ビジネスの成否を分ける「視点の置き所」とは?
すべてのビジネスにおいて、「どこを見ているのか?」という視点は非常に重要です。
自社の商品に絶対の自信を持ち、それを前面に押し出す姿勢は決して悪くありません。しかし、自社ばかりを見ている企業は、往々にして「顧客視点」を欠いています。
残酷な現実ですが、「いい商品」が売れるのではありません。「いい売り方」をしている商品が売れるのです。 ここで言う「いい売り方」とは、その商品が顧客の抱える課題をいかに解決するかを、顧客の目線で正しく伝えられていることを指します。
Web売上を左右する「熱量」
Webで売上を上げる鍵は、コンテンツづくりの「熱量」にあります。
これまで多くの企業様と会議やレクチャーを重ねてきましたが、社員の皆様が積極的に撮影や発信に協力してくださる企業様ほど、Webサイトで目覚ましい成果を上げています。これは、画面の向こうにいる顧客を想像し、熱量を持って向き合っている証拠です。
「社員教育」という言葉に潜む上から目線
また、この「視点」の重要性は対人関係にも共通します。
人材育成において、絶対に行ってはいけないのが「上から目線」です。実は、「社員教育」や「社員を育てる」という言葉自体、すでに上から目線が含まれています。
部下に対しても敬意を持って接し、一人のプロフェッショナルとして敬語を使う上司がいる組織では、人間関係も成長も非常にスムーズです。彼らは部下を「教育対象」として見るのではなく、対等な「一人の人間」として見ているからです。
利益の優先順位と「誰を見ているか」
このように、ビジネスのあらゆる場面に「どこを見るべきか」という原則があります。この原則を無視しては、期待する成果は得られません。

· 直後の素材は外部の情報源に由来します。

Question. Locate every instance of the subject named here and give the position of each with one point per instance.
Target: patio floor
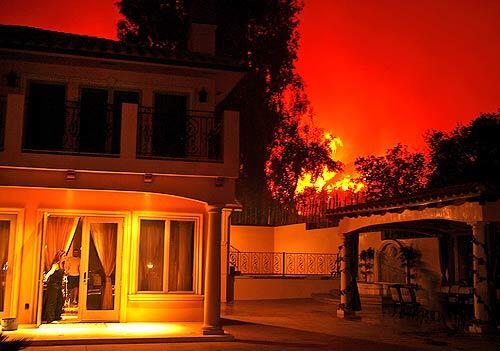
(114, 333)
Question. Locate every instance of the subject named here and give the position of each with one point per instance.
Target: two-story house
(117, 157)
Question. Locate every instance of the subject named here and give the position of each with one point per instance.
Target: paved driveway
(312, 325)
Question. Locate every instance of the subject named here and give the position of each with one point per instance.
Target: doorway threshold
(114, 333)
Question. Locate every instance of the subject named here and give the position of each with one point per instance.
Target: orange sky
(377, 71)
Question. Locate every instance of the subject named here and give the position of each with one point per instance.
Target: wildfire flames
(328, 181)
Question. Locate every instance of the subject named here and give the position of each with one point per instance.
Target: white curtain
(180, 275)
(104, 236)
(4, 256)
(58, 236)
(151, 254)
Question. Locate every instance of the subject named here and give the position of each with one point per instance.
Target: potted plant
(410, 259)
(366, 258)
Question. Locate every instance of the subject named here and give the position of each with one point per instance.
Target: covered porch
(464, 222)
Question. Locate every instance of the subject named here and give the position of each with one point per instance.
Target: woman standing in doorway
(54, 279)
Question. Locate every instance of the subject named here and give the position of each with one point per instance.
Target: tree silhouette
(469, 153)
(397, 173)
(263, 36)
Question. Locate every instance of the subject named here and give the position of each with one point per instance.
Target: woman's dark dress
(55, 300)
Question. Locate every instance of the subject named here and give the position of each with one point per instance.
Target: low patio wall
(287, 238)
(267, 288)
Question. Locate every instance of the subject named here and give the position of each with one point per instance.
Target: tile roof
(429, 198)
(42, 40)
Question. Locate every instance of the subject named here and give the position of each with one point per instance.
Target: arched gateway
(460, 218)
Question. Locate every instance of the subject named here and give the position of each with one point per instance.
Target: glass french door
(100, 270)
(7, 232)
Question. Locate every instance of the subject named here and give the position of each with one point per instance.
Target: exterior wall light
(148, 178)
(219, 181)
(12, 79)
(70, 174)
(203, 95)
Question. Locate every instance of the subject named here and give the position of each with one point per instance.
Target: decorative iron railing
(284, 263)
(196, 135)
(82, 129)
(3, 115)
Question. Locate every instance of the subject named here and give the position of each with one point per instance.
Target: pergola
(471, 209)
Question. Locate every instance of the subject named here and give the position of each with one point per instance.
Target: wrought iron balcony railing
(194, 135)
(72, 128)
(284, 264)
(3, 114)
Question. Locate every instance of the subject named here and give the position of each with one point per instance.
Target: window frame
(27, 99)
(197, 256)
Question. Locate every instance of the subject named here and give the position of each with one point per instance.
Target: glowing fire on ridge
(326, 181)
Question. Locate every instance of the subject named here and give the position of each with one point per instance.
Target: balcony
(72, 128)
(194, 136)
(130, 140)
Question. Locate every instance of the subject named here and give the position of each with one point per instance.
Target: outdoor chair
(426, 311)
(409, 306)
(396, 299)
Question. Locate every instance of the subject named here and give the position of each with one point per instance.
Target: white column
(482, 303)
(345, 280)
(211, 315)
(224, 252)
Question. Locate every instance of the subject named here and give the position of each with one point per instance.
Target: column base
(482, 329)
(211, 330)
(346, 314)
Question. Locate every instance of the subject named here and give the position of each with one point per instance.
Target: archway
(389, 264)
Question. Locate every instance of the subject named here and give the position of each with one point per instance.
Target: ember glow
(329, 181)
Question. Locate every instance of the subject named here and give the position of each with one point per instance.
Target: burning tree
(397, 173)
(302, 172)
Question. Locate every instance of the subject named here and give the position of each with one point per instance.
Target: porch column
(211, 315)
(482, 302)
(224, 251)
(346, 251)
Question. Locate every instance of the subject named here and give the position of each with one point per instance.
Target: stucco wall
(252, 238)
(249, 288)
(289, 238)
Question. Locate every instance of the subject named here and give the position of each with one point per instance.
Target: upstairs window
(45, 116)
(170, 125)
(3, 116)
(96, 124)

経営であれば、まず優先すべきは「顧客の利益」です。自社の利益はその後に付いてくるものです。
自社の利益だけを優先していては、現場のスタッフも、顧客の幸せを第一に考えた提案ができなくなってしまいます。
結局のところ、大切なのは「誰を見ているのか?」ということかもしれません。
例えば……
大手のハウスメーカーが見ているのは「株主」かもしれません。
しかし、地域の工務店が真に見るべきなのは、そこに暮らす「地域の人々」であるはずです。
皆様のビジネスは今、どこを、そして誰を見ているでしょうか?
今一度、その視点を再確認してみてはいかがでしょうか。